Monday, April 21, 2008

So Many Books, So Little Time

In So Many Books, So Little Time, Sara Nelson shares her enthusiasm for books and reading. I think this is a book that book lovers would be able to relate to very well. Nelson calls herself a "rabid book devourer" and a readaholic.

In this book, she chronicles her reading adventure and her goal: to read a book a week for a year (that's 52 books), "matching up the reading experience with the personal one and watching where they intersect -- or don't." She draws up a reading list but she doesn't stick to it 100 per cent (I think this happens to all, if not most of us). At the end of the book you would find a plan versus read list. I love the way she 'pesters' her Japanese-American husband to read a memoir that she could totally relate to and one that helps her understand her husband better. That reminded me of the same I did: telling my husband he musn't miss Charlotte's Web, one of the best children's books around because he is a children's book editor.

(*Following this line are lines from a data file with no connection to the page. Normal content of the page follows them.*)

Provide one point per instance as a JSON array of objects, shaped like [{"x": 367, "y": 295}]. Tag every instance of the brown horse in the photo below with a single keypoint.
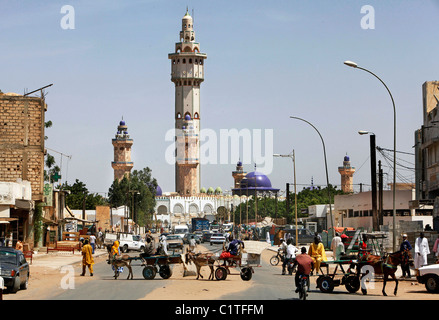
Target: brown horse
[
  {"x": 200, "y": 260},
  {"x": 120, "y": 261},
  {"x": 386, "y": 266}
]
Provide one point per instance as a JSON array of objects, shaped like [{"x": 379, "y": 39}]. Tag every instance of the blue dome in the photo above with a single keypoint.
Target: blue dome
[
  {"x": 255, "y": 180},
  {"x": 158, "y": 191}
]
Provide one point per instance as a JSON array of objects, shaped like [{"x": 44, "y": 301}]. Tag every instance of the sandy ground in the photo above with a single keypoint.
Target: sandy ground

As I go through the book, I am being introduced to authors I've never heard of but eager to check them out. I ended up placing orders for a few titles such as the following (some of which are out-of-prints):

  1. A Home at the End of the World: A Novel by Michael Cunningham
  2. Love Junkie by Robert Plunket
  3. Life and Loves of a She Devil by Fay Weldon
  4. How Boys See Girls by David Gilmour
  5. A Stone for Danny Fisher by Harold Robbins
  6. A Million Little Pieces by James Frey
  7. Floater by Calvin Trillin
  8. Atticus by Ron Hansen
  9. 79 Park Avenue by Harold Robbins
  10. Compromising Positions by Susan Isaacs

I cannot help nodding in agreement or exclaiming "Me too!" when I read the following, quoting Nelson directly:

  • The busier I've gotten over the years -- the more family and work activities, the more friends to keep up with, the more duties of adulthood and parenthood, the more, well, life -- the more, not less, I've read. (Note: Parenthood doesn't really apply to me)
  • [...] I know I will find comfort and joy and excitement the minute I get home to my book [...]
  • Part of the appeal of books, of course, is that they're the cheapest and easiest way to transport you from the world you know into one you don't.
  • If I don't like it, I stop reading. [...] Letting myself off the hook has been beneficial in any number of ways, not the least of which is that it gives me more time to devote to the books I actually do like.
  • Poor me. I have too many choices.
  • When things go right in my life, I read. When things go wrong, I read more. [...] I escape into books.
  • So I'm generally not much of a fan of the book revisit: [...]. And life is short: why waste time on something you already know, when you can discover something exciting and new?
  • I have this habit of turning down corners of pages that contain something I like. Sometimes I'll write in a book, but I try to avoid it. (I do this to my books all the time!)
  • Hell hath no fury like an expectant reader scorned.
  • [...] reading is organic and fluid and pretty unpredictable, based as much on mood and location and timing as anything else.

The New Yorker was right when it says this: "Will make many readers smile with recognition: the false importance of an overhyped book, the recommendation from a friend that makes you think less of your friend, and, most dreaded of all, the book you feel guilty for not having read." Book junkies, don't miss this!